767.35(1)(b)1.1. In connection with a judgment of divorce or legal separation, the court finds that the marriage is irretrievably broken under s. 767.315 (1) (a) or (b) 1. or 2., unless subd. 2. applies.
767.35(1)(b)2.2. In connection with a judgment of legal separation, the court finds that the marital relationship is broken under s. 767.315 (2).
767.35(1)(c)(c) To the extent that it has jurisdiction to do so, the court has considered and approved or made provision for legal custody and physical placement, the support of any child of the marriage entitled to support, the maintenance of either spouse, and the disposition of property.
767.35(2)(2)Granting divorce or legal separation. When a party requests a legal separation rather than a divorce, the court shall grant a judgment of legal separation unless the other party requests a divorce, in which case the court shall hear and determine which judgment shall be granted.
767.35(3)(3)When divorce judgment effective. A judgment of divorce is effective when granted. A court granting a judgment of divorce shall inform the parties appearing in court that the judgment is effective when granted but that it is unlawful under s. 765.03 (2) for a party to marry again until 6 months after the judgment is granted. This section does not prevent application of enforceable orders prior to the divorce judgment as set forth in s. 767.333.

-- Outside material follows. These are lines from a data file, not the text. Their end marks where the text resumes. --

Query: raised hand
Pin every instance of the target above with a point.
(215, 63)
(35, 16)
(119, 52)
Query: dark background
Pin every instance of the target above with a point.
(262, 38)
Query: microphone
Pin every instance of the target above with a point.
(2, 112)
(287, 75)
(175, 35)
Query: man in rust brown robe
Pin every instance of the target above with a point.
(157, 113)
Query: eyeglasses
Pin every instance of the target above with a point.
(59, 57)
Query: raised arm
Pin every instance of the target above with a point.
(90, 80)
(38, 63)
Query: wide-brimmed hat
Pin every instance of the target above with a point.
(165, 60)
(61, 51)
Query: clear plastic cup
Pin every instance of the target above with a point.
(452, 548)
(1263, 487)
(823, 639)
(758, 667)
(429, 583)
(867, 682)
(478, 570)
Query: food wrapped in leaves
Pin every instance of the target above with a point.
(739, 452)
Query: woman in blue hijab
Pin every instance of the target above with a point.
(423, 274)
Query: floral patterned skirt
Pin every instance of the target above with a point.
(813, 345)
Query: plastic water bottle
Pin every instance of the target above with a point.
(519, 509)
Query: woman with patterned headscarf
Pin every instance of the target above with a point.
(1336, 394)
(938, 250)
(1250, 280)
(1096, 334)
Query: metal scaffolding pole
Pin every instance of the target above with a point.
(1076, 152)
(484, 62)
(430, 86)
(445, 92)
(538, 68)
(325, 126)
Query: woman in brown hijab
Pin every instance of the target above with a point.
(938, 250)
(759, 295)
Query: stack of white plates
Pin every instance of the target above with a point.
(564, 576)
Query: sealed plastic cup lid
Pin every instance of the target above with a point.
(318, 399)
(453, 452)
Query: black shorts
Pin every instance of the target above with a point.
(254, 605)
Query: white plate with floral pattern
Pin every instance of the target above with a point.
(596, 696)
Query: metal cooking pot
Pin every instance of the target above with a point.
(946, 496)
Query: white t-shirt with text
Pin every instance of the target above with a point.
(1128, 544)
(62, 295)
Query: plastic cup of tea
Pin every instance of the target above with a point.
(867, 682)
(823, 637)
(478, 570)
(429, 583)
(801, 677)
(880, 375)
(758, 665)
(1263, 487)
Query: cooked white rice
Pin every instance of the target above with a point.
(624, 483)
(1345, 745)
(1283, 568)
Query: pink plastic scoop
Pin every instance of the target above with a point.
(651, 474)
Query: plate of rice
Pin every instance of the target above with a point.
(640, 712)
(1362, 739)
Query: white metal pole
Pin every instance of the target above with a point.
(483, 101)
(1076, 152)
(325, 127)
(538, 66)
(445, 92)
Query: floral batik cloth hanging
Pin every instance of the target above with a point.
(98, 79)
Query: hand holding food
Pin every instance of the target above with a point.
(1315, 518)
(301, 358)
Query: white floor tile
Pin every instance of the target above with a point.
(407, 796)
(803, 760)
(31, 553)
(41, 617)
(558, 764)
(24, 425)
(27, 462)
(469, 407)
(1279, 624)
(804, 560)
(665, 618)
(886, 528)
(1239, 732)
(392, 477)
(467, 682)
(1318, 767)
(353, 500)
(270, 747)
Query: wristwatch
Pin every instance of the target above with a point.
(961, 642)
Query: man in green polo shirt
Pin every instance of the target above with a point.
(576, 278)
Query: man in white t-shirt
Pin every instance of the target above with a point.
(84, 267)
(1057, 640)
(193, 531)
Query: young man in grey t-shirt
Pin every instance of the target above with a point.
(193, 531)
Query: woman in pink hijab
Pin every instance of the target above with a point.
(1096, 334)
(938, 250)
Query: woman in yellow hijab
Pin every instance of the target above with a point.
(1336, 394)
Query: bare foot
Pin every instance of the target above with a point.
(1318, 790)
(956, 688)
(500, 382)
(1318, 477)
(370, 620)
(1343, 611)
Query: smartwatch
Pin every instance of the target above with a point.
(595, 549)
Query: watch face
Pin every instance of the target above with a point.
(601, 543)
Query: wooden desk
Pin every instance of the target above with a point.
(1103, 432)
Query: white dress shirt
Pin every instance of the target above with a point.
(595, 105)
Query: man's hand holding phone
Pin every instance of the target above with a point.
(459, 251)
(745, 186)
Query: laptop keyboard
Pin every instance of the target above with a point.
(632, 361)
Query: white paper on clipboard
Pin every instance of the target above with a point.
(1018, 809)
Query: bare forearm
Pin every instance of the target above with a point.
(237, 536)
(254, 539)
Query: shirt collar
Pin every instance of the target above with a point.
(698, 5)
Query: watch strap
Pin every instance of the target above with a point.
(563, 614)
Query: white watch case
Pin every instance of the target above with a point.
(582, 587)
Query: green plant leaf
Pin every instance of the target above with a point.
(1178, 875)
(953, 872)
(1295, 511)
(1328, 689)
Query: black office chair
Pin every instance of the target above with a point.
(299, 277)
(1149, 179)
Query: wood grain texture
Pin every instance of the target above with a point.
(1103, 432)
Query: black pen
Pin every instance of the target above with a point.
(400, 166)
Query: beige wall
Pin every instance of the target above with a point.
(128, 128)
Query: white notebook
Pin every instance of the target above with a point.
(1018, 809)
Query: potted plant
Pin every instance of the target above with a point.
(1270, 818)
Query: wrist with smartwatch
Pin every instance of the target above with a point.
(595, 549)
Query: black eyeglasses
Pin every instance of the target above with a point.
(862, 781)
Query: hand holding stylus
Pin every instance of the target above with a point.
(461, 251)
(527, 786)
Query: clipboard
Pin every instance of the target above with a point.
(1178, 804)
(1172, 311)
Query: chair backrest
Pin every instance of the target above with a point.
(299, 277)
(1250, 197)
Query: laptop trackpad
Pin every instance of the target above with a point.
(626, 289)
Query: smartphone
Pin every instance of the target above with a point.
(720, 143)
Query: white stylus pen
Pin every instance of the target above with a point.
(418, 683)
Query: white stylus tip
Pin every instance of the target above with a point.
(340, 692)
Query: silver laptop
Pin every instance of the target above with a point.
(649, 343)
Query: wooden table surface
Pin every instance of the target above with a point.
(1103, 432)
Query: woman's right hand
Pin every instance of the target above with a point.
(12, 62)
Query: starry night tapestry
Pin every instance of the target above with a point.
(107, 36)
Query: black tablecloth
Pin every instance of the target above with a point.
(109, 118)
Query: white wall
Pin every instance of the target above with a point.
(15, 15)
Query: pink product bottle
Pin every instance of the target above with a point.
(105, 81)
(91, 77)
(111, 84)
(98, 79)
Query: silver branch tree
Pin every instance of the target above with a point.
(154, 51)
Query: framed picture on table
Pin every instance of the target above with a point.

767.35(4)(4)Revocation of legal separation judgment upon reconciliation. A judgment of legal separation shall provide that, if a reconciliation occurs at any time after the judgment, the parties may apply for a revocation of the judgment. Upon application for a revocation of the judgment, the court shall make such orders as may be just and reasonable.
767.35(5)(5)Conversion of legal separation to divorce. By stipulation of both parties, or upon motion of either party not earlier than one year after entry of a judgment of legal separation, the court shall convert the judgment to a judgment of divorce.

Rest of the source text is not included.